A pair of coevolutionary creatures chasing each other in an escalating arms race can only seem to veer out of control. Likewise, a pair of cozy coevolutionary symbionts embracing each other can only seem to lead to stagnant solipsism. But Lovelock saw that if you had a vast network of coevolutionary impulses, such that no creatures could escape creating its own substrate and the substrate its own creatures, then the web of coevolution spread around until it closed a circuit of self-making and self-control. The "obligate cooperation" of Ehrlich's coevolution -- whether of mutual enemies or mutual partners -- cannot only raise an emergent cohesion out of the parts, but this cohesion can actively temper its own extremes and thereby seek its own survival. The solidarity produced by a planetary field of creatures mirrored in a coevolving environment and each other is what Lovelock means by Gaia.

Many biologists (including Paul Ehrlich) are unhappy with the idea of Gaia because Lovelock expanded the definition of life without asking their permission. He unilaterally enlarged life's scope to include a predominantly mechanical apparatus. In one easy word, a solid planet became "the largest manifestation of life" that we know. It is an odd beast: 99.9 percent rock, a lot of water, and a little air, wrapped up in the thinnest green film that would stretch around it.

But if Earth is reduced to the size of a bacteria, and inspected under high-powered optics, would it seem stranger than a virus? Gaia hovers there, a blue sphere under the stark light, inhaling energy, regulating its internal states, fending off disturbances, complexifying, and ready to transform another planet if given a chance.

While Lovelock backs off earlier assertions that Gaia is an organism, or acts as if it is one, he maintains that it really is a system that has living characteristics. It is a vivisystem. It is a system that is alive, whether or not it possesses all the attributes needed for an organism.

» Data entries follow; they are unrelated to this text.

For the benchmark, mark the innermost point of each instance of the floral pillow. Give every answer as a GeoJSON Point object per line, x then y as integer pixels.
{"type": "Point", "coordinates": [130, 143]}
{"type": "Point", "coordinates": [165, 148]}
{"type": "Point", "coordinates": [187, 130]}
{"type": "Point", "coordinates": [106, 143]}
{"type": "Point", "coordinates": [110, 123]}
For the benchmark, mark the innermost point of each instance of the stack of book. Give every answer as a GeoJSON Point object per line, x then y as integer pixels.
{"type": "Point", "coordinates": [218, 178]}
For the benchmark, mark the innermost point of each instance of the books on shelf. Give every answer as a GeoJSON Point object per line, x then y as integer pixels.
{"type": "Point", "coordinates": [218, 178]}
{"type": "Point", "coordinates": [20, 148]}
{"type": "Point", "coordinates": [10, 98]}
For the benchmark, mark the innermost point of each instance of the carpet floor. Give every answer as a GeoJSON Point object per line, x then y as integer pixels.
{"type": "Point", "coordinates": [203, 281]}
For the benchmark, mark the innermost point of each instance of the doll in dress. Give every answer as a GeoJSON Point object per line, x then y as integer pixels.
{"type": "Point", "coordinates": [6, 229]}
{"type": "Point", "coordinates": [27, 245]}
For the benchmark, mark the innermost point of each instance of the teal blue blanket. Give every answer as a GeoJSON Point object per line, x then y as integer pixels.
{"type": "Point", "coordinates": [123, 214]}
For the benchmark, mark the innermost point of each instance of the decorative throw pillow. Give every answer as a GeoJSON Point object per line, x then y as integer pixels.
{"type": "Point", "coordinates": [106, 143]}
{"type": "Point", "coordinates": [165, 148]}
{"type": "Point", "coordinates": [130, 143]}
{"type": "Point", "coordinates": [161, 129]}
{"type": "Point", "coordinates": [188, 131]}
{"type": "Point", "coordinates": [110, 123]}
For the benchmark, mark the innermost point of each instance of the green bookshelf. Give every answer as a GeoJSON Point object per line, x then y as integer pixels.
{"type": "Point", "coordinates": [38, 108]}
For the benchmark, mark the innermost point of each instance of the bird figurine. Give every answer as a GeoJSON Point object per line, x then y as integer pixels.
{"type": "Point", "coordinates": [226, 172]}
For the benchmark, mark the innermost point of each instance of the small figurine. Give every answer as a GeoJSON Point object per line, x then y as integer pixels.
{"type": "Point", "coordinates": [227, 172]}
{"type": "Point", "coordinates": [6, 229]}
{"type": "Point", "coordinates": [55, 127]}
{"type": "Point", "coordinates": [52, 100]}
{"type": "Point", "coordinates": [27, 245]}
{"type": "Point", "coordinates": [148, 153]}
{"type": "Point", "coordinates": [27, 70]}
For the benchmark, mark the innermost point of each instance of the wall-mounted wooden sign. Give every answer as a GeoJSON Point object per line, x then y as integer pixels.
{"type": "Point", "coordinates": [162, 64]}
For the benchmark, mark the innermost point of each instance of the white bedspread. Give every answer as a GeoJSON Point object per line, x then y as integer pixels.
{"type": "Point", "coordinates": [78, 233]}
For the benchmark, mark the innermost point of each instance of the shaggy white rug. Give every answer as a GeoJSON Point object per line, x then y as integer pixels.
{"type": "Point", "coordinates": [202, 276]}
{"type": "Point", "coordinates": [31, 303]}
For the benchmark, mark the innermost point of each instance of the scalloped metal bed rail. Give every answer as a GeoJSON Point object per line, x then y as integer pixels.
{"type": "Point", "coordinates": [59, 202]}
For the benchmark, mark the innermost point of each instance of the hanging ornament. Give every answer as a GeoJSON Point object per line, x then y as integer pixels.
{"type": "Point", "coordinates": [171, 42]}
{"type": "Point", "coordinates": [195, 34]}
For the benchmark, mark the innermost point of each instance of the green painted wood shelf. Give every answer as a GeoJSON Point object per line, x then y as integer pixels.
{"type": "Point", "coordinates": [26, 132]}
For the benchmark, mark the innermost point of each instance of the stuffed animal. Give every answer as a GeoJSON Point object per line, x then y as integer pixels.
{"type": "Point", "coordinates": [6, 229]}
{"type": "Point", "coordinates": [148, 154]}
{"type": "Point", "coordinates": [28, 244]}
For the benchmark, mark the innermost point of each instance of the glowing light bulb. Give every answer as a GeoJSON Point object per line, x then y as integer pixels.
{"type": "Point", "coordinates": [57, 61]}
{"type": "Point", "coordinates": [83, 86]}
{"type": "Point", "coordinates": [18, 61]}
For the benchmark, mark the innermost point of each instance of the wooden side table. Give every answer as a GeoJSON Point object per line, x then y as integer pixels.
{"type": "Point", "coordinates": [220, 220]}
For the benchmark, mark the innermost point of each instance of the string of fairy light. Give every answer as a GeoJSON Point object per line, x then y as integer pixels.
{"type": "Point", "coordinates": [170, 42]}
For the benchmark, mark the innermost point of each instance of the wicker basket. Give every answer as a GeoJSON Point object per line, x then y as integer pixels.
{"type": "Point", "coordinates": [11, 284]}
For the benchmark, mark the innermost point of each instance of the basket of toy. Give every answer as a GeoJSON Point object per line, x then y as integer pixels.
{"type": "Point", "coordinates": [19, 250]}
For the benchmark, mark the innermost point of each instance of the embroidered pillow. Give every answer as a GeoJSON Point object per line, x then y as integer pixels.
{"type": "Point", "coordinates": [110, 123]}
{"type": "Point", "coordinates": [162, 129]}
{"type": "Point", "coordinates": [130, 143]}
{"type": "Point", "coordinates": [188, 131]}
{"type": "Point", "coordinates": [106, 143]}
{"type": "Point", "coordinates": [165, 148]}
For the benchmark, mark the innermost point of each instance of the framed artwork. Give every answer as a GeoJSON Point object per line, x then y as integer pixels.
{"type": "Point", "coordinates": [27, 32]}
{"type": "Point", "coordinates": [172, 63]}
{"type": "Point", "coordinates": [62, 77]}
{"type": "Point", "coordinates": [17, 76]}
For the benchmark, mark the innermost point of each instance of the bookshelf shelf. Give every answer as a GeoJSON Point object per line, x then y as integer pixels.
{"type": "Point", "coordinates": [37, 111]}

That Gaia is made up of many purely mechanical circuits shouldn't deter us from applying the label of life. After all, cells are mostly chemical cycles. Some ocean diatoms are mostly inert, crystallized calcium. Trees are mostly dead pulp. But they are still living organisms.

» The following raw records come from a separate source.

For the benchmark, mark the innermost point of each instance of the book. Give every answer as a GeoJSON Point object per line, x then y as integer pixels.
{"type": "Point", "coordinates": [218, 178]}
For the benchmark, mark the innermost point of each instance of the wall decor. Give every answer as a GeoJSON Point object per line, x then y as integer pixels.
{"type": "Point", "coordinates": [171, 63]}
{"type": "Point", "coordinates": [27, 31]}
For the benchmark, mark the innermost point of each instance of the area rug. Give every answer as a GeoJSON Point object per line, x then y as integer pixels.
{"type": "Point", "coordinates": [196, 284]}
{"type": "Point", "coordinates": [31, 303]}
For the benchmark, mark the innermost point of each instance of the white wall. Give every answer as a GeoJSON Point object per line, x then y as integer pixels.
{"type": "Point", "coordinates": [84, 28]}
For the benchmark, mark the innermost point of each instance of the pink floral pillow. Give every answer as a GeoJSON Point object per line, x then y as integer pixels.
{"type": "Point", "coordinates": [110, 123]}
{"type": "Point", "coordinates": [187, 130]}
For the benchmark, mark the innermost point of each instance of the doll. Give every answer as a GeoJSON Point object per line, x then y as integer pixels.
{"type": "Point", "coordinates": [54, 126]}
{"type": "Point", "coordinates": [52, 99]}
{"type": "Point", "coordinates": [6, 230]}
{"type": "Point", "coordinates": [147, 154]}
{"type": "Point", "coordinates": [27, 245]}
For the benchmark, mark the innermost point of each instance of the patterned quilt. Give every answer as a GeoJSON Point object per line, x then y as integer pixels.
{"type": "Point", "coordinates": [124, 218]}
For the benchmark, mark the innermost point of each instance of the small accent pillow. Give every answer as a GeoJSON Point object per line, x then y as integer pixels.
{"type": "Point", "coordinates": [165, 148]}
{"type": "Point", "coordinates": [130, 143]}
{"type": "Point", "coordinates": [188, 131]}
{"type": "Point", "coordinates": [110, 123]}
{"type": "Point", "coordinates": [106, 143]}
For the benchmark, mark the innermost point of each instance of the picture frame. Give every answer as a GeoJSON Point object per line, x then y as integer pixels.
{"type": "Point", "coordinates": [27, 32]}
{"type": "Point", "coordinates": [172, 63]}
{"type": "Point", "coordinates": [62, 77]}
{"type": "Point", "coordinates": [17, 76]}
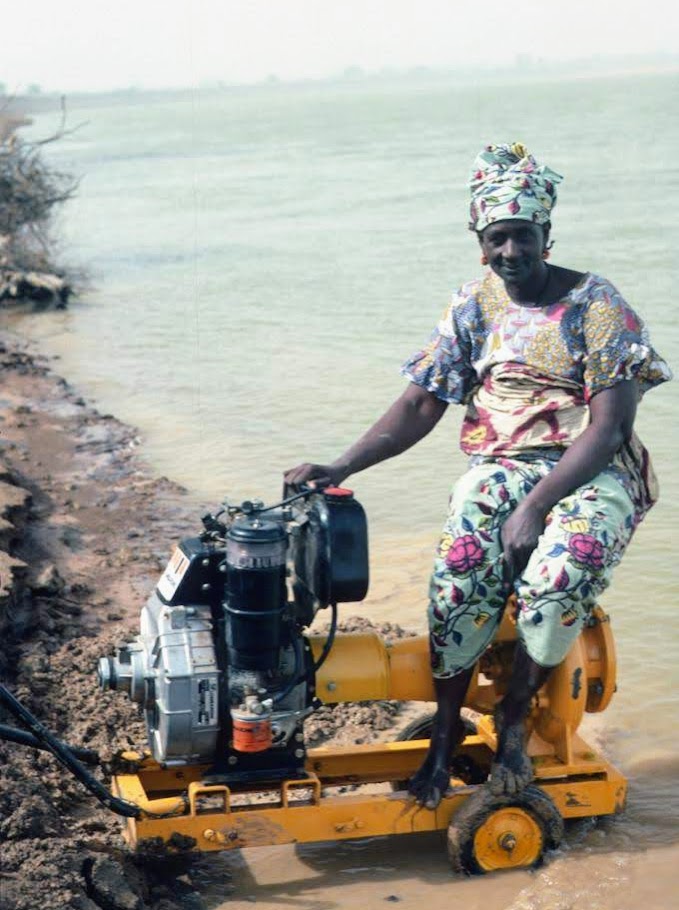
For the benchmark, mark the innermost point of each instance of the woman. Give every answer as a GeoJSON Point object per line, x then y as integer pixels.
{"type": "Point", "coordinates": [550, 364]}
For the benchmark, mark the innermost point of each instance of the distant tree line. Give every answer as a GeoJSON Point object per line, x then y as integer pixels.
{"type": "Point", "coordinates": [30, 192]}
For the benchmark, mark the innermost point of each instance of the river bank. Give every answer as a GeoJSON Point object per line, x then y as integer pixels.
{"type": "Point", "coordinates": [85, 529]}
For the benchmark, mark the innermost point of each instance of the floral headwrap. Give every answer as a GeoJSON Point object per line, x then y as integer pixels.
{"type": "Point", "coordinates": [507, 182]}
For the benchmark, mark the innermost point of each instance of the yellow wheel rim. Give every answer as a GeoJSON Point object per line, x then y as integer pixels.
{"type": "Point", "coordinates": [508, 838]}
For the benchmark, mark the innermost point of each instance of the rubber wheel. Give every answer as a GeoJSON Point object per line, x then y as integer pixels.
{"type": "Point", "coordinates": [420, 728]}
{"type": "Point", "coordinates": [489, 833]}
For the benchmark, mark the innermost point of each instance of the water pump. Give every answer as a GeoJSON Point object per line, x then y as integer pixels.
{"type": "Point", "coordinates": [222, 667]}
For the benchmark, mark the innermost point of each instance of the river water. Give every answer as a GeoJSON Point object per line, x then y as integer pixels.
{"type": "Point", "coordinates": [262, 260]}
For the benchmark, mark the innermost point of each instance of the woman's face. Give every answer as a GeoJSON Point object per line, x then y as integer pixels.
{"type": "Point", "coordinates": [514, 249]}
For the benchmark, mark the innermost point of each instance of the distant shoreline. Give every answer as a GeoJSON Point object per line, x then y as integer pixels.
{"type": "Point", "coordinates": [354, 78]}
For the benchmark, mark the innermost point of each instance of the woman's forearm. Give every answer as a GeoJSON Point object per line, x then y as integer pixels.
{"type": "Point", "coordinates": [412, 416]}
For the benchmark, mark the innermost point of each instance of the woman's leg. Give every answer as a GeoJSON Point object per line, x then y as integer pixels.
{"type": "Point", "coordinates": [585, 536]}
{"type": "Point", "coordinates": [467, 598]}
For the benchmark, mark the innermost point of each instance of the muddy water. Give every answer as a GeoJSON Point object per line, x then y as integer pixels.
{"type": "Point", "coordinates": [262, 262]}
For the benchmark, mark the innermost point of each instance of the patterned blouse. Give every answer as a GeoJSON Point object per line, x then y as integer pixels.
{"type": "Point", "coordinates": [527, 374]}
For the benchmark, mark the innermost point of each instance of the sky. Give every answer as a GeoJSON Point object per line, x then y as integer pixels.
{"type": "Point", "coordinates": [81, 45]}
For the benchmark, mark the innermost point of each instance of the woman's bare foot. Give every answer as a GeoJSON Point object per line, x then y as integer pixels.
{"type": "Point", "coordinates": [512, 769]}
{"type": "Point", "coordinates": [431, 781]}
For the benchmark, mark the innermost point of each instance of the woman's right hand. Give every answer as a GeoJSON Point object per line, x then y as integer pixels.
{"type": "Point", "coordinates": [315, 475]}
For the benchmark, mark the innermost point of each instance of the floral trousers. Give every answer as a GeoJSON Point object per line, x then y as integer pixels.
{"type": "Point", "coordinates": [584, 537]}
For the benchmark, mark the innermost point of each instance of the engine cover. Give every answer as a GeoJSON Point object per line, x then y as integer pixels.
{"type": "Point", "coordinates": [171, 670]}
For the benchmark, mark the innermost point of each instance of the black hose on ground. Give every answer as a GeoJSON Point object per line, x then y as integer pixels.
{"type": "Point", "coordinates": [67, 758]}
{"type": "Point", "coordinates": [24, 738]}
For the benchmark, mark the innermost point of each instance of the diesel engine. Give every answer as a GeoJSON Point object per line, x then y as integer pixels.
{"type": "Point", "coordinates": [222, 668]}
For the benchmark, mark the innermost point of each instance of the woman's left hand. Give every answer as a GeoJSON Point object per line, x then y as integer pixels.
{"type": "Point", "coordinates": [519, 536]}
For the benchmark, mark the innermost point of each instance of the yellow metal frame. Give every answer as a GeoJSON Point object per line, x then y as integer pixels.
{"type": "Point", "coordinates": [311, 809]}
{"type": "Point", "coordinates": [199, 816]}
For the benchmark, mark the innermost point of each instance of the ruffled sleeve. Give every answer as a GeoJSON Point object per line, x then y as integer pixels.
{"type": "Point", "coordinates": [444, 366]}
{"type": "Point", "coordinates": [617, 345]}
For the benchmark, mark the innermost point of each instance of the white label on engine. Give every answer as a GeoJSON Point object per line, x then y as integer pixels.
{"type": "Point", "coordinates": [206, 691]}
{"type": "Point", "coordinates": [173, 574]}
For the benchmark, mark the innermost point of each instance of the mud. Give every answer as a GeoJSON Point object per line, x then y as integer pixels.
{"type": "Point", "coordinates": [84, 531]}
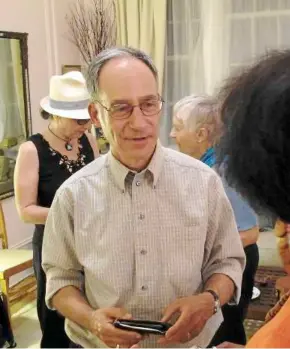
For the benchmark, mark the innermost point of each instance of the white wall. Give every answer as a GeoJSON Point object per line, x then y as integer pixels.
{"type": "Point", "coordinates": [48, 49]}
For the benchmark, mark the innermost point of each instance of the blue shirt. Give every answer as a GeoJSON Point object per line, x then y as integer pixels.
{"type": "Point", "coordinates": [244, 214]}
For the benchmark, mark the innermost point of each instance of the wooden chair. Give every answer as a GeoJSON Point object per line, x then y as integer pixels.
{"type": "Point", "coordinates": [12, 262]}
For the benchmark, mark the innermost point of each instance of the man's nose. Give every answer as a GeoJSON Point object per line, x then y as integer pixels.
{"type": "Point", "coordinates": [137, 118]}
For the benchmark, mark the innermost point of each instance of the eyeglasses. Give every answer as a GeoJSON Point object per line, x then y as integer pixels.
{"type": "Point", "coordinates": [149, 107]}
{"type": "Point", "coordinates": [82, 122]}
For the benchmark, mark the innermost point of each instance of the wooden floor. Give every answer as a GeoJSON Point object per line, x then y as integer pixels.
{"type": "Point", "coordinates": [25, 322]}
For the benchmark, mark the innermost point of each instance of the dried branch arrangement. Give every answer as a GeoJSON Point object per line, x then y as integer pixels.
{"type": "Point", "coordinates": [92, 26]}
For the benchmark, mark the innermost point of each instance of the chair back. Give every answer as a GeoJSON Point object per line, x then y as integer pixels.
{"type": "Point", "coordinates": [3, 232]}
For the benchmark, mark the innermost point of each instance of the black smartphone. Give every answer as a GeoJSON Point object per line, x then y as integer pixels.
{"type": "Point", "coordinates": [143, 326]}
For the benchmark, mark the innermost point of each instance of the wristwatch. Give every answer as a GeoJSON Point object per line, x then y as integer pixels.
{"type": "Point", "coordinates": [217, 303]}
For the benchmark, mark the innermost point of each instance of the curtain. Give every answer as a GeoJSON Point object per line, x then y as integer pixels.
{"type": "Point", "coordinates": [142, 24]}
{"type": "Point", "coordinates": [10, 120]}
{"type": "Point", "coordinates": [197, 45]}
{"type": "Point", "coordinates": [207, 40]}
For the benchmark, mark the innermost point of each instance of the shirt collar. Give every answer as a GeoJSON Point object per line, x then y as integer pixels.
{"type": "Point", "coordinates": [120, 172]}
{"type": "Point", "coordinates": [209, 157]}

Gaia is a bounded whole. As a living system, its inert, mechanistic parts are part of its life. Lovelock: "There is no clear distinction anywhere on the Earth's surface between living and nonliving matter. There is merely a hierarchy of intensity going from the material environment of the rocks and atmosphere to the living cells." Somewhere at the boundary of Gaia, either in the rarefied airs of the stratosphere or deep in the Earth's molten core, the effects of life fade. No one can say where that line is, if there is a line.